George Custer – No. 545
George Custer was a U.S. Army officer and cavalry commander in the American Civil War and the Indian Wars. Custer graduated last in his class from West Point, but developed a strong reputation during the Civil War. He is best known for his disastrous final battle, popularly known as “Custer’s Last Stand.” Custer and all the men with him were killed at the Battle of the Little Bighorn in 1876, fighting against a coalition of Native American tribes led by Sitting Bull. Custer was born on this day in 1839.
Bill Nye – No. 542
Bill Nye is an American science educator, comedian, television host and mechanical engineer. He is best known as the host of the Disney/PBS children’s science show Bill Nye the Science Guy (1993-98) and for his many subsequent appearances in popular media as a science educator. His professional entertainment career began with a local sketch comedy television show in Seattle. He was born on this day in 1955.
Note: Nye studied mechanical engineering at Cornell University, where one of his professors was Carl Sagan. “Everyone you will ever meet knows something you don’t.” – Bill Nye
Joe DiMaggio – No. 541
Joe DiMaggio was a Major League Baseball (MLB) player who spent his entire 13-year career as the center fielder for the New York Yankees (1936-1942 and 1946-1951). He is perhaps best known for his 56-game hitting streak (May 15 to July 16, 1941), a record that still stands. DiMaggio was a three-time MVP winner and 13-time All-Star. During his 13 years with the Yankees, the club won 10 American League pennants and nine World Series championships. He was born yesterday in 1914.
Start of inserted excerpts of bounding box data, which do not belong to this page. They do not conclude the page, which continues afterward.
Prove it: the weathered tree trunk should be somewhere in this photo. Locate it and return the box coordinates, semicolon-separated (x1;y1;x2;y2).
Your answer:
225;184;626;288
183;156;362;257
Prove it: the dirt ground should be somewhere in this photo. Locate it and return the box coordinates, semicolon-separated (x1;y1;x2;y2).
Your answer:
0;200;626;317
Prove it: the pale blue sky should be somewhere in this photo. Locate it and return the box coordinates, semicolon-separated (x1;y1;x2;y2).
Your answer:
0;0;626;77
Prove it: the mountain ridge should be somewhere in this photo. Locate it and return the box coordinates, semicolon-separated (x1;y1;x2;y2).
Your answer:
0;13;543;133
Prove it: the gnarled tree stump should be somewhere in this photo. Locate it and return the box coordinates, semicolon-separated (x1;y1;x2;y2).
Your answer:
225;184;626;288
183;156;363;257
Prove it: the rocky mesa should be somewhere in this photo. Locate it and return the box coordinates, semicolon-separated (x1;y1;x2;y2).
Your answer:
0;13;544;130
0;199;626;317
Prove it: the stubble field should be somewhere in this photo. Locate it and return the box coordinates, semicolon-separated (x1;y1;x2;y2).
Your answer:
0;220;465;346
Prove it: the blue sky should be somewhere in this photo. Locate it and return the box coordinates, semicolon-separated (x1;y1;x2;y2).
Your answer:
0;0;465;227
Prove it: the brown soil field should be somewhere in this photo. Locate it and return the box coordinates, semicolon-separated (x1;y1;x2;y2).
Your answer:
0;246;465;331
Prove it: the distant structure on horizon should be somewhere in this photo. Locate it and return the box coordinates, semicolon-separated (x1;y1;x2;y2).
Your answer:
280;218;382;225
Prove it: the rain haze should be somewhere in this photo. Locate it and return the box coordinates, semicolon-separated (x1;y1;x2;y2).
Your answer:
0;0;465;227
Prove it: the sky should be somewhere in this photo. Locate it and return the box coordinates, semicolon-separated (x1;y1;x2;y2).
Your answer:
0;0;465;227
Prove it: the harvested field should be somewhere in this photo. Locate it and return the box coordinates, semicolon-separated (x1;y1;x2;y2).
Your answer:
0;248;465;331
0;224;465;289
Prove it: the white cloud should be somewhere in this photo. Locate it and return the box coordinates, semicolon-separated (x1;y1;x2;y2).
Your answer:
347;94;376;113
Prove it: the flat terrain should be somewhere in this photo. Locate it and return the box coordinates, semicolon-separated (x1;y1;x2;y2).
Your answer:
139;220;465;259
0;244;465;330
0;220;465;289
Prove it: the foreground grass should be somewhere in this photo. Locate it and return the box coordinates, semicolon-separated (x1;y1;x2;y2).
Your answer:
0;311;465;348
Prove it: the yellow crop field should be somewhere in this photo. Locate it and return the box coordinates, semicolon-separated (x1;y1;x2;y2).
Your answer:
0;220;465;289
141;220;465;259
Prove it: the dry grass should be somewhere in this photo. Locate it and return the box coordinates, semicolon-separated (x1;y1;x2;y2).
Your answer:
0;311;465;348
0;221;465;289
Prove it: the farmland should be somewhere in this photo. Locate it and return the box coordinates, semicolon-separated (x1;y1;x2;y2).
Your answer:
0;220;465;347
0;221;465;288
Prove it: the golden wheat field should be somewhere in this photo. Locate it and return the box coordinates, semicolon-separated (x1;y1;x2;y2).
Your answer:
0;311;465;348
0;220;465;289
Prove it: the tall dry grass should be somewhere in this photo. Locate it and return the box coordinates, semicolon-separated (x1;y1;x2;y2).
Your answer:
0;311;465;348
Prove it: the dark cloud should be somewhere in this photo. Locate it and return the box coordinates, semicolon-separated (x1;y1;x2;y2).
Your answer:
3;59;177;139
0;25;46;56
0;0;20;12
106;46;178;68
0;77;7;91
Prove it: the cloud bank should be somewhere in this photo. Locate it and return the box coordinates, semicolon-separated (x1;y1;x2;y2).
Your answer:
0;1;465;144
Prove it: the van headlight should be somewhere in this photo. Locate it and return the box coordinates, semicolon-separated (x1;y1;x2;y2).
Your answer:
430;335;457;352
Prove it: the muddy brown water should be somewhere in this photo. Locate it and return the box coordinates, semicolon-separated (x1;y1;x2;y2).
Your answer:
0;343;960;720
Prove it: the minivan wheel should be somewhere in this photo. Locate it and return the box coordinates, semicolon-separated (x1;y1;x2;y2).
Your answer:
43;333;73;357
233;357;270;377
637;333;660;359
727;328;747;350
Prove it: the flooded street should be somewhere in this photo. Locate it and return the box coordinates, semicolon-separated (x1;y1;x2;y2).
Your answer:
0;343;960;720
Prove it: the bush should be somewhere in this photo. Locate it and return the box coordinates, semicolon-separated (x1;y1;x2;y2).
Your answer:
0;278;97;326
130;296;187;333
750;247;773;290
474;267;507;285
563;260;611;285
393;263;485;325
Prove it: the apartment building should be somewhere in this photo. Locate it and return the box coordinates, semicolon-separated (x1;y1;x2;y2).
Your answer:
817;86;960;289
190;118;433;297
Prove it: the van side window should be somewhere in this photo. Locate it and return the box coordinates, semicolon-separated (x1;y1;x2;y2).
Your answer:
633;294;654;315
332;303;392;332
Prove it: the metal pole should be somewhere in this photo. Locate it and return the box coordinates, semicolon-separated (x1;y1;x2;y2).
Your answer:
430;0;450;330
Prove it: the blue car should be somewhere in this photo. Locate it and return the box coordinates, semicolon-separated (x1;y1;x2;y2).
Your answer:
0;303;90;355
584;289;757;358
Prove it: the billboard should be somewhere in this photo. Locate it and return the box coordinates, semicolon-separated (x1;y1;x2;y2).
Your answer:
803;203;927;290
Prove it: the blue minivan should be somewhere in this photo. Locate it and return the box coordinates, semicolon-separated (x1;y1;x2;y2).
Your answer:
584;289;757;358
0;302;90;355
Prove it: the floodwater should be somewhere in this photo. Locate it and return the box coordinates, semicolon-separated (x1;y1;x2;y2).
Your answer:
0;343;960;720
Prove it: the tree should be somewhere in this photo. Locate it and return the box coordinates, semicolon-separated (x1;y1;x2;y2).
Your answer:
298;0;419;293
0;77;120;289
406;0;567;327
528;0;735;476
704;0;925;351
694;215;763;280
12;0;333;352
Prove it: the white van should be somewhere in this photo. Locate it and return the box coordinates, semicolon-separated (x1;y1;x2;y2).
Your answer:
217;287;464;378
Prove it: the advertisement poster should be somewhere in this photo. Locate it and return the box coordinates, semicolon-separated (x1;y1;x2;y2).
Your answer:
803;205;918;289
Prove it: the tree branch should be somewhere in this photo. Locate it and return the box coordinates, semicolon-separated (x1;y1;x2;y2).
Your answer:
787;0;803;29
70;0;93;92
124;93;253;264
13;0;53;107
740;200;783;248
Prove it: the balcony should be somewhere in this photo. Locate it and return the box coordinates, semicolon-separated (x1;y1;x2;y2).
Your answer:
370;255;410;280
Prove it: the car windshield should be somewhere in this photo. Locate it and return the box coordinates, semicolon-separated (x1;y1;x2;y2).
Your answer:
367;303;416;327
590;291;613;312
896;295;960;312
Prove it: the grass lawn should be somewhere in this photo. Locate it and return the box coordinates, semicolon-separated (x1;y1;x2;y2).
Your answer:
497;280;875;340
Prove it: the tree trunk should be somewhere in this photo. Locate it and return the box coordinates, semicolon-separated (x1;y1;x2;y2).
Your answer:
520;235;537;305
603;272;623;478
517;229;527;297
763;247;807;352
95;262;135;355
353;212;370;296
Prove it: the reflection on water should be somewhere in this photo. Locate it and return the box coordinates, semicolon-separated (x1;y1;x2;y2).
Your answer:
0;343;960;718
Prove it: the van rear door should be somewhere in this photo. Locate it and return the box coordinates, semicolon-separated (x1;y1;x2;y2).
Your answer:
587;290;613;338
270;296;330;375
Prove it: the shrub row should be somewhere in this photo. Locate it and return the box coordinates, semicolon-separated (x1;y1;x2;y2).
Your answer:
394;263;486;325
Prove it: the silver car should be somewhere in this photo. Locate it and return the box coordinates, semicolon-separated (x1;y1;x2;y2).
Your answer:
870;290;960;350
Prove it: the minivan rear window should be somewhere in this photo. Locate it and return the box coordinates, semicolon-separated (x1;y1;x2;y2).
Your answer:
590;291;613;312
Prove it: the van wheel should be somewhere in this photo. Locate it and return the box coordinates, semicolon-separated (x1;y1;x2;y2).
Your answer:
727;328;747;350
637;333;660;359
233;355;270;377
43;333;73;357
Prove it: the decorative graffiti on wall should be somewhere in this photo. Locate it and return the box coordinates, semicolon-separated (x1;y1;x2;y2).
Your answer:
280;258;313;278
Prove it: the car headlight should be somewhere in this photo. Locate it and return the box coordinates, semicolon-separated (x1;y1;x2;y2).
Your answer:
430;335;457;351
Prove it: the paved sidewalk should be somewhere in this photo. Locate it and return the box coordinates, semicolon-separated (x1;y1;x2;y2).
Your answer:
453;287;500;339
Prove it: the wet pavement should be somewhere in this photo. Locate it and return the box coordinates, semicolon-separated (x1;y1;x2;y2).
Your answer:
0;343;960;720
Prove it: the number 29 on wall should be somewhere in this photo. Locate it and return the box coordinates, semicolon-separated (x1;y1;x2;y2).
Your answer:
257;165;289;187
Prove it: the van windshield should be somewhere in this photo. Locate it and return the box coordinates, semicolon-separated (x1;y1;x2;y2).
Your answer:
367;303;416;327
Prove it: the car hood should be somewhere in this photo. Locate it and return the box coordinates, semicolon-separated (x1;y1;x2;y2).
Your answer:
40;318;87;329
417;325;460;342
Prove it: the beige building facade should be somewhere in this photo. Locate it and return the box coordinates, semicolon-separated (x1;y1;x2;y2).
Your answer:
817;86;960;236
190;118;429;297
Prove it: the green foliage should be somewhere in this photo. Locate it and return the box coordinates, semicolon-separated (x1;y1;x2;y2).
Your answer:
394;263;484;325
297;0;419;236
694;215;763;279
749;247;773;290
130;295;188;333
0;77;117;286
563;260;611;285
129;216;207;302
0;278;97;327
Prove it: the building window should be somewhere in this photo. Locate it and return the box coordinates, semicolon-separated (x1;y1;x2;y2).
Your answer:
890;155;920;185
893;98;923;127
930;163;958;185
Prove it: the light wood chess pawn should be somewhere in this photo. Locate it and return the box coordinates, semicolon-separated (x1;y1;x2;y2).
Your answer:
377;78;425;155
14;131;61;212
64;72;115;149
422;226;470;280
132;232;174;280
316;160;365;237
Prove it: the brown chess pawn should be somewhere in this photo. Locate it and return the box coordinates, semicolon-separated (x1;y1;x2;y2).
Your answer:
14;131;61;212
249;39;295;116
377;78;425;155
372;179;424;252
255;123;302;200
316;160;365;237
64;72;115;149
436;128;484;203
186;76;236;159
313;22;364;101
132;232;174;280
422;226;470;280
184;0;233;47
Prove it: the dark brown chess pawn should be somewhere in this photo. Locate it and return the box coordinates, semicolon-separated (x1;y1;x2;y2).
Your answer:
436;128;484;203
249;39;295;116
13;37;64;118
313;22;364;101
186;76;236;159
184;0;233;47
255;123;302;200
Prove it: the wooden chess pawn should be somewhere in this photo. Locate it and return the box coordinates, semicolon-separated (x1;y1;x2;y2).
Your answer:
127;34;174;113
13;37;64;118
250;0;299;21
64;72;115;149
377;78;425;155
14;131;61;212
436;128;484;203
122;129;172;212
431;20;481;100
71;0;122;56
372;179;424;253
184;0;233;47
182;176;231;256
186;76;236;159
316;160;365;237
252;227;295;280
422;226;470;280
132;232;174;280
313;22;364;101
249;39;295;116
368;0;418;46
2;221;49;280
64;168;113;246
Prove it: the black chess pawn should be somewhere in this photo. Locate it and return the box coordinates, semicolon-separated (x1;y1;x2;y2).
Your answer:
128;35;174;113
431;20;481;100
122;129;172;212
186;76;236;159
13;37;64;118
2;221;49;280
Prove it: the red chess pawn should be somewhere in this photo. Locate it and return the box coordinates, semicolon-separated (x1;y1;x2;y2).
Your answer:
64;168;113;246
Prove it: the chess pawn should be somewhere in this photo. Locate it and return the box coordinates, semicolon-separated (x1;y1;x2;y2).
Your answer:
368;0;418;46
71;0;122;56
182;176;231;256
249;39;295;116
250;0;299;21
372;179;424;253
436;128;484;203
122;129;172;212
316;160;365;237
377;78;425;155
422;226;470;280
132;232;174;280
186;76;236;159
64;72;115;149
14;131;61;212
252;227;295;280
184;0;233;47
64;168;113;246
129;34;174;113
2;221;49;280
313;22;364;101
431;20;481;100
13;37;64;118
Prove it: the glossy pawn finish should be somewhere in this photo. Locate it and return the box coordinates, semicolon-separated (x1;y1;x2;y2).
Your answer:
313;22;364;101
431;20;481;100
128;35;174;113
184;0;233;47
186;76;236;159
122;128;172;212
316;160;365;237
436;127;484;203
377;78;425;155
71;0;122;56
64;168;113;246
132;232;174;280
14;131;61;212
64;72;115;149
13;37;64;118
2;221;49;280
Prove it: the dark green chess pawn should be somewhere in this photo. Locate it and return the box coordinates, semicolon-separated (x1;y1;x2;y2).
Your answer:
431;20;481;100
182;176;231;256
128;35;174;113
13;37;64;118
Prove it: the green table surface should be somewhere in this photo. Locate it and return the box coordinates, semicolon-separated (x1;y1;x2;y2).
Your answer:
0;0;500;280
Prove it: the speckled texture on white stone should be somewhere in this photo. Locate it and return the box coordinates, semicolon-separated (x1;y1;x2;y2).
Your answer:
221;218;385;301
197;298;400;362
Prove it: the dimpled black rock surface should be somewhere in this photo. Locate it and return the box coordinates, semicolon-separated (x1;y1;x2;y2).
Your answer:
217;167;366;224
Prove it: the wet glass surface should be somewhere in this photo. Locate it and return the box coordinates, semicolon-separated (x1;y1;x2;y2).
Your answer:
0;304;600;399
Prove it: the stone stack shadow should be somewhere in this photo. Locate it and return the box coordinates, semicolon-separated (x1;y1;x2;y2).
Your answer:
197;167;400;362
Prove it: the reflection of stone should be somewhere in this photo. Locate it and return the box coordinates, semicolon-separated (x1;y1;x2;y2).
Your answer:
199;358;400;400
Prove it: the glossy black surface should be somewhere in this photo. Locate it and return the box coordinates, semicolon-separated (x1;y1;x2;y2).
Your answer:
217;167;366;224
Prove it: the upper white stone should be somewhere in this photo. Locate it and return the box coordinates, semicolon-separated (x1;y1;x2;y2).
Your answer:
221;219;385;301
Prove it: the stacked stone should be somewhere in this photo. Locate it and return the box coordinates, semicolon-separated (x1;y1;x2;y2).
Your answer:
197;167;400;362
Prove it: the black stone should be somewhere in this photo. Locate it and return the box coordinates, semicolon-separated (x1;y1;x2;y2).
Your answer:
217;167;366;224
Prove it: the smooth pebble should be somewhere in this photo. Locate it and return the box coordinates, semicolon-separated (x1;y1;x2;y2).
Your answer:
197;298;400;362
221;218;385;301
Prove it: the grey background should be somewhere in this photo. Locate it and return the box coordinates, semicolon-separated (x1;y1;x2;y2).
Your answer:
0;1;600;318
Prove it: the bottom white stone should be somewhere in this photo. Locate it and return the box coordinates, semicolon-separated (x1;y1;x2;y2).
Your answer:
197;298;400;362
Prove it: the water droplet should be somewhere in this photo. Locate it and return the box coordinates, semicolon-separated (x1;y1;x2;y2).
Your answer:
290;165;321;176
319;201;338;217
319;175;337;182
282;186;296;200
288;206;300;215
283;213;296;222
Note: DiMaggio and Marilyn Monroe eloped in 1954, but divorced less than a year later. In 1962, they were on the verge of remarriage when Monroe was found dead in her bedroom. Suicide by barbiturate overdose, or was she murdered?
Spud Webb – No. 568
Spud Webb is a retired American professional basketball player. At only 5′ 7″ tall, he played point guard in the NBA for 12 seasons, primarily for the Atlanta Hawks and Sacramento Kings. Webb is notable for winning the 1986 NBA Slam Dunk Contest (over teammate and defending champion Dominique Wilkins) despite being one of the shortest players in NBA history and being unable to palm the ball. Since Webb made his NBA debut in 1985, only two players have been shorter: Earl Boykins (5′ 5″) and Muggsy Bogues (5′ 3″).
As a short kid who loved basketball, I was in awe of Spud Webb’s NBA success and dunking ability. Webb had a 42-inch vertical leap, minimum. I used to pretend to be him (when I wasn’t playing Air Jordan or Wilkins) as I dunked ferociously on our eight-foot basketball hoop in the driveway and made up Slam Dunk scores.